This week, OpenAI and the UK Government announced a strategic partnership aimed at delivering AI-driven economic growth and enhancing public services. The collaboration promises to bring advanced AI capabilities to various government sectors, from streamlining administrative processes to potentially transforming core public services.
We spoke with Volodymyr Getmanskyi to explore the expectations for this partnership, the challenges that lie ahead, and considerations for successfully integrating AI into public services.
Background & experience:
How can the OpenAI-UK partnership realistically drive economic growth and public prosperity?
Volodymyr Getmanskyi: Most likely, here, economic growth means more strategic purpose and consists of many smaller and minor improvements. The change management related to AI here looks the same as in huge companies/corporations with many functional directions and departments. Typically, they start from separate and smaller improvements, like automation of procurement, resource optimisations, service chat-bots, and only in years can these modules be connected into a huge ecosystem which can exactly lead to growth terms. So, such first steps will mostly improve some government services, in terms of costs, throughput, support, predictability and planning, consumers' utility.
What specific government sectors can benefit the most from AI capabilities and expertise? What needs to happen for AI to truly transform key sectors like education, defense, and justice and not just streamline admin tasks?
VG: In my opinion, the first sectors will be those where automation is highly possible and there are fewer limitations/restrictions (or lower error risks), and they are mostly about automating some tasks. Talking about deeper transformations (for example, in education, fully autonomous AI agents as a teacher or similar), this requires years of adoption, testing to understand error rates and risks, and even then may require human review.
What should happen to accelerate this? First of all, it involves a different level of AI agents evaluation, including more mathematical and causal metrics (for example, for ethical issues, internal planning process), large-scale simulation possibility (with human-like/behavioural digital twins), and new approaches for AI-human collaboration (~controllability).
What are the unique technical requirements for government AI deployments (security, compliance, data sovereignty) that one should be prepared to address?
VG: Any government service, first of all, has a higher level of trust among the population than any commercial service. It is not unique, but the security requirements will be more important or required on another level. Most of such services have different user cohorts, not limited to proficient software/AI users, that's why the UI and agents' adaptability will be an additional requirement.

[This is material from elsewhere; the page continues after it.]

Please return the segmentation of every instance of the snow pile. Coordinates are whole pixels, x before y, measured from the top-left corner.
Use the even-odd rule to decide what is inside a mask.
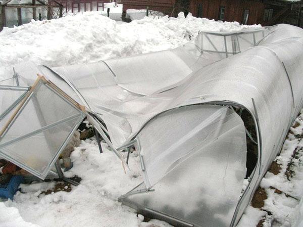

What are the implications of mixed messages on whether OpenAI will access government data? Many users online are worried about "handing over their data to a corporation". How can the UK protect public data while still enabling AI development within its legal frameworks?

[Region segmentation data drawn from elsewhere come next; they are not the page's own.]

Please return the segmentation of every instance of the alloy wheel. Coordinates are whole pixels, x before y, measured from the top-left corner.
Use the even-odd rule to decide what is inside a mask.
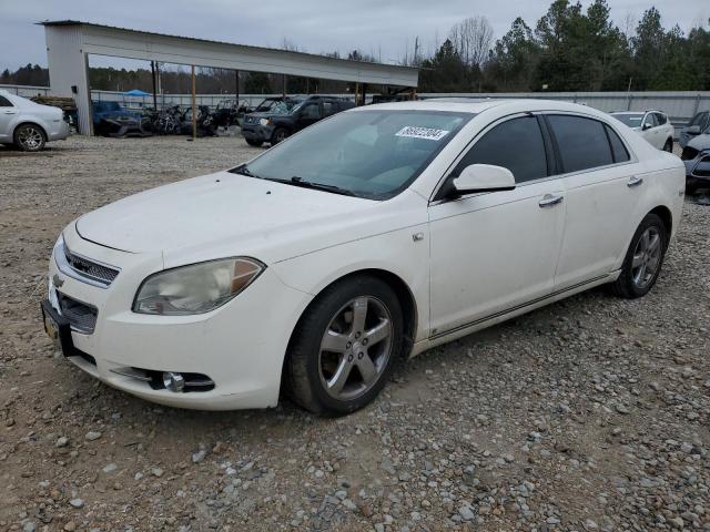
[[[342,401],[366,393],[387,367],[392,346],[387,307],[375,297],[352,299],[331,319],[321,340],[318,372],[324,390]]]
[[[18,142],[26,150],[37,150],[42,145],[42,133],[37,127],[22,127],[18,133]]]
[[[631,278],[638,288],[653,280],[661,262],[661,235],[657,227],[648,227],[636,244],[631,262]]]

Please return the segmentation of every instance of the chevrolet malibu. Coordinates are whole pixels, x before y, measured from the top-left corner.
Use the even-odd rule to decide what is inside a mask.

VG: Sensitive data sharing issues are the opposite of internal security issues and typically have their roots there. Even now, most of the foundational models providers guarantee that the data won't be used for any side activities (especially if it is a paid subscription), but the question is whether they can guarantee no data leakage? Typically, they can't because of many reasons, from human errors to zero-day vulnerabilities. And this is where such worries appear mostly when talking about the data usage, in addition to complicated and unclear policies like "we may use your data for compliance purposes".
So, in my opinion, the data sharing and usage should be very transparent (there should be information available on what specific citizen has shared, where it went/consumed, etc.). On the other hand, the same as with any other cloud/third-party service, the users are responsible for what they have shared to minimise their own risks, so there should be even offline and local (on mobile phone, etc.) filters/preventing mechanism to warn if the data shouldn't be shared or the AI agent request looks strange.
What steps are needed to prevent AI from worsening bias, misinformation, or inequality in public services?
VG: First, limit AI agents to some defined behaviour, limit data usage, and force a specific response that can be verified/validated (at least structured outputs). Additionally, there should be some ethical evaluation/monitoring, which I’ve mentioned above (with well-defined and described metrics). And from another perspective, the government should invest in population AI literacy, so that each citizen knows and understands such risks.